Existem, contudo, vários riscos que o turismo deverá enfrentar nos próximos anos, o que obriga Portugal a não se deixar acomodar e continuar a apostar “num aumento da qualidade e valor acrescentado dos serviços oferecidos que contribuam para fidelizar os visitantes e para um aumento da receita média por turista”, avisa o BdP. “Esta aposta permitirá manter um crescimento elevado das exportações de turismo em paralelo com o desenvolvimento de segmentos com margem de crescimento, como o turismo de negócios.”

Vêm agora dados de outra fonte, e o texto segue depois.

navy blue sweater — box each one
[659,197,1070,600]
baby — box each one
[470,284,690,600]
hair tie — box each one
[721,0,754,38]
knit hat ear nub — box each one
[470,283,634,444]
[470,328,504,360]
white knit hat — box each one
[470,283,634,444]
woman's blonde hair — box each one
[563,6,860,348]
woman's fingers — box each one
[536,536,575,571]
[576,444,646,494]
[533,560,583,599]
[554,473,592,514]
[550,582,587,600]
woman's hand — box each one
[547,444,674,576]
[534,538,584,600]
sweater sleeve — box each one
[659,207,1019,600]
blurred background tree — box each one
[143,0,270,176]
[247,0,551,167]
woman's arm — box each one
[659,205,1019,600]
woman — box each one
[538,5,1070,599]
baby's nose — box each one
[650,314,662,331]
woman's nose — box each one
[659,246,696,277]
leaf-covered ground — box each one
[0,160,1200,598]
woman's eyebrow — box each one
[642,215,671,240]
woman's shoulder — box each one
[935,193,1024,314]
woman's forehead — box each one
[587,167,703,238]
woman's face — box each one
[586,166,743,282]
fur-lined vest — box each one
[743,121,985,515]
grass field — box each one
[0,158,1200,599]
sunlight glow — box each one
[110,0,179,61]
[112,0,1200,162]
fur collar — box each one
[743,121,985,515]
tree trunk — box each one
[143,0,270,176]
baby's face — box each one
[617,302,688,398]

O Banco de Portugal reconhece também que, embora o crescimento do turismo seja positivo para o País, traz também desvantagens, entre os quais o risco de “hostilidade por parte dos habitantes locais, a deterioração da experiência turística e a degradação do património natural, cultural e histórico”. O que significa que é necessário “uma melhor distribuição do turismo não residente ao longo do ano e em termos regionais”, procurando evitar uma excessiva congestão de algumas áreas (o centro histórico de Lisboa é normalmente o exemplo mais citado), a subutilização de infraestruturas em época baixa e demasiada sazonalidade do mercado de trabalho.
“Finalmente, o quadro regulatório do setor deve permitir o desenvolvimento ordenado de novos modelos de negócio, nomeadamente associados a novas tecnologias”, diz o BdP. O nome não é referido, mas é difícil interpretar que está a falar de plataformas como o Airbnb.